Of course, you are most likely asking yourself the question, “How is any of this relevant to those of us living in 21st Century America? After all, we’re citizens of a post-Puritan, postmodern and, in many respects, a post-Christian society—far from the wars fought over Roman Catholic domination of civil governments.” In fact, the better part of the church today cares very little about whether ministers of bygone ages fought in the political realm with such conviction. Yet, a growing number of biblically minded believers in the 21st Century, while functioning in a very different context, often act as though we must pledge allegiance only to those who will promote some form of “Christian nationalism.” Though this is a distinct call from that issued by supporters of the Burgher oath—insomuch as Christian nationalists would support conservative Roman Catholic politicians in their vision of for Christendom’s influence in America—it is still on that trajectory.

Stephen Wolfe has defined Christian nationalism as “nationalism modified by Christianity.” Paul Miller explains that “Christian nationalists do not reject the First Amendment and do not advocate for theocracy, but they do believe that Christianity should enjoy a privileged position in the public square. The term ‘Christian nationalism,’ is relatively new. . .but it accurately describes American nationalists who believe American identity is inextricable from Christianity.”
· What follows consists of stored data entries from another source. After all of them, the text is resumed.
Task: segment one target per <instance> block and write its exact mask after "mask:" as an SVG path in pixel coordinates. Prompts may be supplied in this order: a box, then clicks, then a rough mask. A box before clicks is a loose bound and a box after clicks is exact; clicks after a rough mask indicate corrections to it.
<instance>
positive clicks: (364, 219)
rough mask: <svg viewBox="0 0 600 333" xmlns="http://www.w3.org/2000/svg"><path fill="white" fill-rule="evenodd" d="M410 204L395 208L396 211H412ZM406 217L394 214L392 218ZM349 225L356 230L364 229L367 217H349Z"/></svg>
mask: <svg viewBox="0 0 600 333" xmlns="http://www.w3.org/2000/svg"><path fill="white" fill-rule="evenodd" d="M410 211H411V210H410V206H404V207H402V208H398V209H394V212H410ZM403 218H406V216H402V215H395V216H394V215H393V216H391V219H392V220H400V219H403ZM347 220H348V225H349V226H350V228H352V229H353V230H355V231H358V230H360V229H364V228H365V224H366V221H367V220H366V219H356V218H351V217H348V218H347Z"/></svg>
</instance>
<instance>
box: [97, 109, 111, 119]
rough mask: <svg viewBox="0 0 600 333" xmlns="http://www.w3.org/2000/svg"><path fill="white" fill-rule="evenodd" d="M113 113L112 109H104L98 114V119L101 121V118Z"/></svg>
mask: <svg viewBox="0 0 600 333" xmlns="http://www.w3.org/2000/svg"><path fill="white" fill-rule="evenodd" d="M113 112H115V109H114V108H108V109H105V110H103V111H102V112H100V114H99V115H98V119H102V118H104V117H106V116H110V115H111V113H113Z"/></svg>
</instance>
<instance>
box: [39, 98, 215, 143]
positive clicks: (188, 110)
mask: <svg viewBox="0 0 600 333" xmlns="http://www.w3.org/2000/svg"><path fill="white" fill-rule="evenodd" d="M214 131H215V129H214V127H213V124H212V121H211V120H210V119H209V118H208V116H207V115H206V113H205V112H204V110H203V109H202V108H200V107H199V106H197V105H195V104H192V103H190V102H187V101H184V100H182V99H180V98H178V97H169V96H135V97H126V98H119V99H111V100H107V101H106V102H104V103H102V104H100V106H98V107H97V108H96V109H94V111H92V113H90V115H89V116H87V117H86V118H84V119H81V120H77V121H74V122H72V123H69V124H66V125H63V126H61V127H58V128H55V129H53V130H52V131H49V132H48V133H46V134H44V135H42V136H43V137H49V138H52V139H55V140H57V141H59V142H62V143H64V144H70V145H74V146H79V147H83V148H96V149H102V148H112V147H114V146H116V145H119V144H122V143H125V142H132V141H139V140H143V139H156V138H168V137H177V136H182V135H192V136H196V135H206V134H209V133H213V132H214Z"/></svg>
When I was in seminary, I debated several theonomic students who insisted on such things as not voting for individuals running for office unless they have the same values down to the minutest policy. In one conversation, a fellow student insisted that he was adamant about not voting for “W,” because Bush supported the implementation of “faith-based initiatives”—a plan which secured federal funds for all religious organizations. Since such initiatives were considered “anti-Christian” my friend would not vote for anyone in the forthcoming election. I have had similar conversations with Christians who insist that they would never vote for a particular candidate because they found out that he voted in a specific way on some highly nuanced economic or foreign affair policy issue with which they disagreed. At the very least, it seemed as though my fellow seminarians could only be satisfied with either Reformed Presbyterian, postmillennial rulers or a radical libertarian who would leave everyone to figure it out on a local government level.